Cela veut-il dire qu’il n’y a plus d’autre alternative que la restitution ?
Sans doute. Mais en attendant que les œuvres repartent, il va falloir trouver d’autres muséographies. Ce qui s’annonce comme un grand défi pour les musées du XXIe siècle, en tout cas ceux de bonne volonté. Parce que toutes les pièces ne repartiront pas, de toute façon. Il y a 500 000 pièces venant de l’Afrique au sud du Sahara dans les musées publics européens. Contre 50 000 aux États-Unis. Environ mille sont exposées au Quai Branly, contre 68 000 dans les réserves. Même si on en rendait 5 000, il en resterait 63 000 en réserve…
Il va falloir réussir à montrer ce qu’il reste, d’une manière transparente d’un point de vue historique, mais sans écraser complètement les cultures que l’on cherche à valoriser.
Compliqué…
Je suis bien contente de ne pas être à la tête d’un musée. C’est bien pratique d’être une universitaire qui peut jouer de toutes ces questions, sans avoir la responsabilité, énorme, écrasante et belle, de gérer cet héritage. Diriger un musée aujourd’hui est une position très inconfortable…
D’après vous, les œuvres, d’Afrique ou d’ailleurs, vivent et évoluent, en fonction des contextes et des déplacements. Vous parlez d’une « agentivité relationnelle ». Ce pouvoir des œuvres évolue-t-il en fonction de leur beauté, ou n’est-ce pas le sujet ?
Dans mon dernier livre, je cite Quatremère de Quincy [1755-1849, qui fut entre autres critique d’art – ndlr], pour qui l’œuvre d’art n’est pas un objet mais un sujet d’art. Il défend déjà l’idée qu’une œuvre agit sur la société qui l’entoure. Il affirme aussi qu’il sera toujours davantage touché par une œuvre, même modeste, dans une petite église d’Italie, que par une toile de Raphaël sortie de son contexte et exposée dans la lumière artificielle d’un musée.Il dit que les œuvres « peuvent se considérer comme des êtres doués d’une espèce d’existence active ».

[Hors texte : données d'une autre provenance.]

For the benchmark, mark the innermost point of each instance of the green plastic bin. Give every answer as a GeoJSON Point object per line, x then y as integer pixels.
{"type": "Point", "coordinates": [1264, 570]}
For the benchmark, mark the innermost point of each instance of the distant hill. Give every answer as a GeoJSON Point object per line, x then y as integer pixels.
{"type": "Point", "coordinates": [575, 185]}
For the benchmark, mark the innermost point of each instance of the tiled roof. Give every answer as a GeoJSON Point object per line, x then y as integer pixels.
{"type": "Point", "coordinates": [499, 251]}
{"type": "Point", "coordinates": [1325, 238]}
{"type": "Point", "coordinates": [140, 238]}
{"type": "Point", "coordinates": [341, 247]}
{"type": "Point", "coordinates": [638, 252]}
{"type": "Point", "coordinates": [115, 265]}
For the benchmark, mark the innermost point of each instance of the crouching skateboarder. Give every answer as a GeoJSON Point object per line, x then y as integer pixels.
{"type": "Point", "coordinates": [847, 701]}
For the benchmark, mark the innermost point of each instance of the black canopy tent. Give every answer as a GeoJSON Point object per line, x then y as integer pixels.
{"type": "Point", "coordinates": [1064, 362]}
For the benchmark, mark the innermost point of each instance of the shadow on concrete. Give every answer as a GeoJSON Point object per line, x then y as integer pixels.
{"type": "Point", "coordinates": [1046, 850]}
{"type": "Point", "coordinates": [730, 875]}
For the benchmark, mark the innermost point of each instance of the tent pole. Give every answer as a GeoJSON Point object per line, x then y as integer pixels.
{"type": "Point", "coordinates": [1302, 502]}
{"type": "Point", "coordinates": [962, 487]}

À la même époque, un diplomate britannique, Robert Stewart Castlereagh [1769-1822 – ndlr], avance une autre idée qui me semble essentielle. Si les anciens empires se refusent à rendre les patrimoines dérobés, ces œuvres vont agir, prévient-il, sur la société détentrice. Et continuer de propager l’idée, de manière inconsciente, auprès des visiteurs et visiteuses des musées, que ce pays est toujours un peu impérial. La présence ou l’absence de patrimoine agit sur les sociétés. En créant des vulnérabilités, ou en propageant des formes de néocolonialisme.
Restituer permet-il de réparer un peu des crimes commis ?
Absolument pas. Bizarrement, le souvenir de ces blessures patrimoniales ne cicatrise pas dans la mémoire collective. C’est même pire : il enfle et les demandes de restitutions ne cessent de s’élargir. Les restitutions sont un nouveau départ, une reconfiguration, une reconnexion – sûrement pas une réparation.